А еще в апреле я часто общалась с Пал Палычем. Между прочим, старый чекист, подполковник в отставке! Это уже серьезнее. Его разговоры про разгул демократии и прочие безобразия я пресекала, потому что они депрессивны по сути. А что он рассказывал о бандитах, помню только в общих чертах. В девяностые годы, когда уже был в отставке, бандиты приглашали его возглавить какое-то охранное предприятие, но он отказался. Ну, и что из этого следует? Не знаю. Я вообще о нем почти ничего не знаю. У него жена сумасшедшая, он ее из дома не выпускает. Говорят, когда они молодыми познакомились в Севастополе, она была там первой красавицей. Еще говорят, что она ему карьеру поломала. Как именно – неизвестно. Живет он скромно, но на хороший коньяк хватает, а может, и еще на что-нибудь. Наше с ним общение закончилось, потому что мне стало невыносимо скучно и противно. Может, он решил отомстить?

Я и общалась с ним потому, что была еще не здорова. Пройду три квартала и с ног валюсь. И негатив какой-нибудь в глаза лезет. Видела на водосточной трубе объявление – словно током ударило! «Потерялся человек! Мужчина, 60-ти лет, среднего роста, седой, глаза светло-коричневые, одет в серое демисезонное пальто…» Так о пропаже кошек и собак объявления развешивают. Я потом долго о нем думала, об этом седом мужчине в сером демисезонном пальто. Где же он? Что с ним случилось?

Гулять обязательно нужно. С Любкой ездила в Апрашку, обновила гардероб. Устала смертельно, но часа через два надела новую куртку и снова пошла на улицу. Весенний воздух пьянит почище всякого вина. Я воздушный алкоголик.

Во дворе обнаружила Пал Палыча. Он ковырялся в своем «форде» и спросил, не уезжала ли я, потому что давно меня не видел, и предложил прокатиться, но сначала заехать в авторемонтную мастерскую. Почему бы и нет? Бродить по улице нет сил, и старики не такие противные, как старухи.

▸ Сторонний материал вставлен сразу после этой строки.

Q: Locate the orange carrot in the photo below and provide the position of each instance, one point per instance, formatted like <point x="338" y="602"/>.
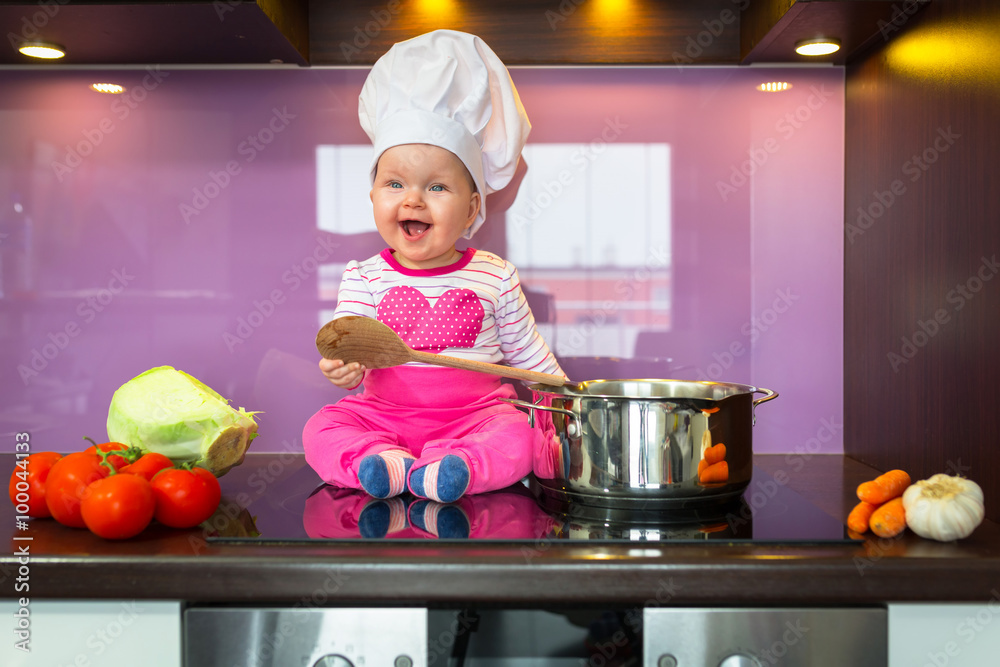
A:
<point x="884" y="488"/>
<point x="889" y="520"/>
<point x="717" y="472"/>
<point x="859" y="517"/>
<point x="715" y="453"/>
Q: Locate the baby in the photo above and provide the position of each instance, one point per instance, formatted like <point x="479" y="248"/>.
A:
<point x="448" y="129"/>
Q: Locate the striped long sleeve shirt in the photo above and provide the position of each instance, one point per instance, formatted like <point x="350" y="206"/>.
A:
<point x="472" y="309"/>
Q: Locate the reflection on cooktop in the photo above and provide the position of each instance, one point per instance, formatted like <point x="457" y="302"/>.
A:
<point x="299" y="510"/>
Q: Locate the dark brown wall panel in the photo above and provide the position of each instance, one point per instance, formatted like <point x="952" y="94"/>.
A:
<point x="922" y="283"/>
<point x="529" y="32"/>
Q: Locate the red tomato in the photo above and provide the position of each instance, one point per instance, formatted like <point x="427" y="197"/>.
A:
<point x="148" y="465"/>
<point x="27" y="483"/>
<point x="118" y="507"/>
<point x="67" y="481"/>
<point x="117" y="461"/>
<point x="185" y="498"/>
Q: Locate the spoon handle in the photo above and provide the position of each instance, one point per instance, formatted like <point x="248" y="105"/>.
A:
<point x="492" y="369"/>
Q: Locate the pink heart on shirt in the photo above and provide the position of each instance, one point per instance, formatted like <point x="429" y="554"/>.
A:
<point x="454" y="321"/>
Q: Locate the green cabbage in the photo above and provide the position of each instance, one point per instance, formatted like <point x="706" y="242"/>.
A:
<point x="168" y="411"/>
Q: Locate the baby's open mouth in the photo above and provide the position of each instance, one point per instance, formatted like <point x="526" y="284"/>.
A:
<point x="414" y="227"/>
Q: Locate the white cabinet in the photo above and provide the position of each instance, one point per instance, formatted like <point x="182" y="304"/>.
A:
<point x="64" y="633"/>
<point x="945" y="635"/>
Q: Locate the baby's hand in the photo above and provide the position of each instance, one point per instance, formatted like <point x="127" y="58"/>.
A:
<point x="345" y="377"/>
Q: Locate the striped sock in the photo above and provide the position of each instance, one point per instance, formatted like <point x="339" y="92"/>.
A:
<point x="443" y="521"/>
<point x="444" y="481"/>
<point x="382" y="517"/>
<point x="383" y="475"/>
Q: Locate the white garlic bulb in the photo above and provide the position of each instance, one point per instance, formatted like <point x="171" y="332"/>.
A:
<point x="943" y="507"/>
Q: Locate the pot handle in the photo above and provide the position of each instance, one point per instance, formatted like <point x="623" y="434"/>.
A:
<point x="770" y="395"/>
<point x="573" y="430"/>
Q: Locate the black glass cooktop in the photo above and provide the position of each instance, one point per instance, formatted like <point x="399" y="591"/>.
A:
<point x="301" y="509"/>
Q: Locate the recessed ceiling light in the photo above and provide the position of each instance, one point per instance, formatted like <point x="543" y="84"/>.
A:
<point x="110" y="88"/>
<point x="42" y="50"/>
<point x="774" y="86"/>
<point x="817" y="47"/>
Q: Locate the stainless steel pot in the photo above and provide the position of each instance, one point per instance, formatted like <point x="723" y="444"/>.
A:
<point x="637" y="444"/>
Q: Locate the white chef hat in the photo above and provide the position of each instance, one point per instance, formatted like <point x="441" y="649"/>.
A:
<point x="447" y="89"/>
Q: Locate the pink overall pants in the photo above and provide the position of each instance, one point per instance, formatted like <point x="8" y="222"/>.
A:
<point x="429" y="412"/>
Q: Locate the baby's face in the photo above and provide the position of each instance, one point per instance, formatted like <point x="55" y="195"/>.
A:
<point x="423" y="200"/>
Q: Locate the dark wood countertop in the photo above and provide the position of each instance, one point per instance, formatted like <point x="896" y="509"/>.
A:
<point x="181" y="565"/>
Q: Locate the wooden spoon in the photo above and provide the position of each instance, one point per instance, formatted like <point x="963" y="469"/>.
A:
<point x="374" y="345"/>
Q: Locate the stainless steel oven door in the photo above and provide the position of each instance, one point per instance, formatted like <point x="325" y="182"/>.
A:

Мастерская была на каком-то закрытом предприятии. Территория его выходила к Малой Неве, и здесь сильно чувствовался острый и свежий запах реки, водорослей, близкого моря, особый петербургский запах, который усиливал гуляющий на свободе ветер. Починки машины пришлось ждать долго, мы спустились к реке и уселись на ствол спиленного дерева. Вода мягко шлепала у берега, а когда проходил катер, пыталась волной дотянуться и лизнуть наши ноги. Я дышала полной грудью и не могла надышаться. Кругом валялась арматура, ржавые железяки, пластиковые и стеклянные бутылки, среди которых ободранный кустик вербы выглядел робко и трогательно.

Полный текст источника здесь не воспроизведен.